Gastric Bypass Dangers
For those who weigh more than 50 pounds, losing the weight may seem difficult but feasible. For some who are overweight more than 100 pounds, the task seems significantly more daunting. For others, it may seem to be completely impossible.
Many of these people start to feel desperate, and if you’re one of them you probably know what I’m talking about. If you do the math, it means that losing weight at a healthy rate of 2 to 3 pounds per week means that it will take approximately 2 years to lose about 100 pounds, allowing for minor plateaus and setbacks.
Not surprisingly a number of people are starting to look to other alternatives to lose the weight.
One of these alternatives is gastric bypass surgery. While gastric bypass surgery is not always the wrong choice, it quite commonly is, and comes with a number of dangers.
A number of the people who decide to try this surgery do so out of desperation and because they don’t think that they can actually make their diet/lifestyle work.
Before you make the decision, it’s good to know what things to be aware of prior to having it:
Before Explaining Gastric Bypass Dangers, It’s Important To Ask:
What is Gastric Bypass Surgery?
Gastric bypass surgery is one in a growing number of weight loss surgeries that include permanent alterations to your digestive system. Originally, gastric bypass surgery was only allowed as a last resort. When I grew up, in fact, it was relatively unheard of. But increasingly, as our obesity epidemic grew, doctors started prescribing it more and more to the point that it is now quite common-place.
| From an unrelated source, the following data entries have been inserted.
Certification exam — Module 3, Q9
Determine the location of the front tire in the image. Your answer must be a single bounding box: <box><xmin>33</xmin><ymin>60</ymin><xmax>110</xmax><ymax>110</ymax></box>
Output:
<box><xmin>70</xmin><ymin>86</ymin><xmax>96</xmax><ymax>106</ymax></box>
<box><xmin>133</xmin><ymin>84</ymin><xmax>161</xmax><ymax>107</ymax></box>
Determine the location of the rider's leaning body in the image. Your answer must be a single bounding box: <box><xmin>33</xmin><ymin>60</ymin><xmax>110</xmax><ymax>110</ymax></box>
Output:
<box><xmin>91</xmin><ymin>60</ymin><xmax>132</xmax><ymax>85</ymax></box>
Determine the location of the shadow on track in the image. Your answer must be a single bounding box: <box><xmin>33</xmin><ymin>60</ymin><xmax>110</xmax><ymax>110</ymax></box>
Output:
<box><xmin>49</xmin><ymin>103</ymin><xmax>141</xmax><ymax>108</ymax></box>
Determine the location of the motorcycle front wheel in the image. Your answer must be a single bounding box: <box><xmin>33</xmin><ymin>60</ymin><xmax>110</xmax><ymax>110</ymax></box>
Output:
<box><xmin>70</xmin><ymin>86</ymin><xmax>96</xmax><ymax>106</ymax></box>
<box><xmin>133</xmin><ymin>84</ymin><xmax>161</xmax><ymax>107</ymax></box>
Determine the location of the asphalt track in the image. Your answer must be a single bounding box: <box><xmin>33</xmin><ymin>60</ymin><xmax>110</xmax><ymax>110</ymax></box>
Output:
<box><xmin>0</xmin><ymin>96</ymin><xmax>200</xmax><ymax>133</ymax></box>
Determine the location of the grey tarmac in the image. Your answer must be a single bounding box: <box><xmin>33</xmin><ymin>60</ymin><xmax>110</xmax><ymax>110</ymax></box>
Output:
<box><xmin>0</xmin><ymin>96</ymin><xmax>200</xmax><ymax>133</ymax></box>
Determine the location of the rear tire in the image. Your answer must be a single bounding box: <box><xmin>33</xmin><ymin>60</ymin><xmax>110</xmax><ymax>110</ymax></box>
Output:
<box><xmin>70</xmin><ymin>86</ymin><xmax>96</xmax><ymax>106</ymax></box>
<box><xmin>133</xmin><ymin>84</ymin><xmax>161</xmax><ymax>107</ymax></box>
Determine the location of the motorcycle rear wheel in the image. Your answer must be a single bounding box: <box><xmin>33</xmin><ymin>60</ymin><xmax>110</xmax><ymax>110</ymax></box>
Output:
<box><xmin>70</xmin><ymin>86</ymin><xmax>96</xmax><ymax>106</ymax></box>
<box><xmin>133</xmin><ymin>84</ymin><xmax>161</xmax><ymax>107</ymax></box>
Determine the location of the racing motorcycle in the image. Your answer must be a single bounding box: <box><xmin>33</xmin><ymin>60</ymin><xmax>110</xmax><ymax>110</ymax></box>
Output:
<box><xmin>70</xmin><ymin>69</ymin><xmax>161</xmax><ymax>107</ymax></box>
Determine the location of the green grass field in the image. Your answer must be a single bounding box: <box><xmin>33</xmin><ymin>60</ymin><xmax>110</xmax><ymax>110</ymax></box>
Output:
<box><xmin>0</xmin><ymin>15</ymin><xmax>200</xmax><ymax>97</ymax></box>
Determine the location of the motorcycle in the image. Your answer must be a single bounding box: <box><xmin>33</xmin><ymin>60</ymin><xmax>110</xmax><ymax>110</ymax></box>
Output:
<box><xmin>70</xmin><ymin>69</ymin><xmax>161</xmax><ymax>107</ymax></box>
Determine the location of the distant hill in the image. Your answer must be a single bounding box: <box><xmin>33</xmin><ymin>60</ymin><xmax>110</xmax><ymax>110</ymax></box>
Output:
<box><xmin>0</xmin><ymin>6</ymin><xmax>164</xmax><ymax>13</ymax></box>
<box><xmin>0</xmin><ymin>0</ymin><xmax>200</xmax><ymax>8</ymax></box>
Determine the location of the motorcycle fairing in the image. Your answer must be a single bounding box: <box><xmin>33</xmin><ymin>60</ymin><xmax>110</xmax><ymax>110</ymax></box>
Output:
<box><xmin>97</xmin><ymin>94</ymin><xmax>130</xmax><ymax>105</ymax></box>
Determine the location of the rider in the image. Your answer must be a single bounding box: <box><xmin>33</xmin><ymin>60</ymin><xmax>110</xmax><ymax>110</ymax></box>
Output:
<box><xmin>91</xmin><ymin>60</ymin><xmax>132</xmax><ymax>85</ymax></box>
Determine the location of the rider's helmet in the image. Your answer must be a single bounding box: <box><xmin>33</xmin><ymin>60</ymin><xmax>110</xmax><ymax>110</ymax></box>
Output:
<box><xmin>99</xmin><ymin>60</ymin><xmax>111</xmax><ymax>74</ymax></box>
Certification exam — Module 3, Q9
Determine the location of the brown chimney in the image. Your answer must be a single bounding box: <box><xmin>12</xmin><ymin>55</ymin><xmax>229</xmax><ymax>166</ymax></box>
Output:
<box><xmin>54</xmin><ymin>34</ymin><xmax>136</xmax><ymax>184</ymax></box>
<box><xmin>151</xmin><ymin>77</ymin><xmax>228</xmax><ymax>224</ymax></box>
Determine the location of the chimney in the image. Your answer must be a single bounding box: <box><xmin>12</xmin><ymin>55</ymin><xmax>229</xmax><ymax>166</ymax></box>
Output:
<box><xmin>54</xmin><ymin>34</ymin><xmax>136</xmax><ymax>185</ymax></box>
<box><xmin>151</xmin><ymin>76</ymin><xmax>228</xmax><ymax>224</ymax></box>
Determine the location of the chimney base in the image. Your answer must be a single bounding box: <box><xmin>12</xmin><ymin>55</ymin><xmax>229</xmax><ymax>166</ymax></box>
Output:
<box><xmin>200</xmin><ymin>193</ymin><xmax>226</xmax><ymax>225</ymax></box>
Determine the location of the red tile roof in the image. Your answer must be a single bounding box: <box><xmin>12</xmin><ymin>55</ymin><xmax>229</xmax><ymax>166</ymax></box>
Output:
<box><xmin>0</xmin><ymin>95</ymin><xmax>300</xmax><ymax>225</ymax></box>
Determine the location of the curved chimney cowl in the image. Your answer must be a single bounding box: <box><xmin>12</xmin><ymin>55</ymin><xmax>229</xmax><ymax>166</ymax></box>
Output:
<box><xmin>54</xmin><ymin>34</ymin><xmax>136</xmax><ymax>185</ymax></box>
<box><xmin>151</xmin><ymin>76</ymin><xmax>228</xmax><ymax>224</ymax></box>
Some, unfortunately, see it as the only alternative after failing for years on the dangerous nutrition recommendations propagated by their trusted health care professionals.
The problem is that the surgery does not address emotional, mental, as well as other dietary reasons that the weight came on to begin with. Furthermore, for many people following conventional nutrition recommendations (low-fat/carbohydrate rich diets), they still haven’t been given the information to address the root cause of their problems.
What Does The Procedure Include?
The precise specifics depend on an individual situation. In some cases part of the stomach is invasively sealed off from the rest of the stomach so that you can only eat approximately 1 pound of food at a time as compared to the normal 3 pints of food. The small intestine is then attached to that pouch.
Another form involves cutting out approximately 80% of the stomach while shortening the intestine and connecting the small intestine to the stomach while bypassing the larger intestine.
Yet another involves putting an inflatable band around the top of the stomach creating a tightening how it may have to be altered from time to time.
What are the Risks of Gastric Bypass Surgery?
The Mayo Clinic, among other things, includes the risks of gastric bypass surgery. Here are some of the short-term risks:
- blood clots
- leaky gut syndrome
- excessive bleeding
- and sometimes even death.
The above-mentioned risks are primarily for the short term. In addition, number of complications can develop later on including:
- stomach perforation
- bile obstruction
- chronic diarrhea
- chronic pain
- and sometimes even death.
One particular problem is that gastric bypass surgery is not reversible in most cases. Even the most simple procedures of gastric bypass include a number of dangers.
Assuming you’ve tried the eat less/move more fallacy of most weight-loss recommendations, you’re most likely frustrated beyond all measure (I know that I was).
The good news is that there is hope available through learning to eat the real food we were designed to eat without feeling hungry or deprived.
Whatever you’re considering to lose weight, I hope the above information helps.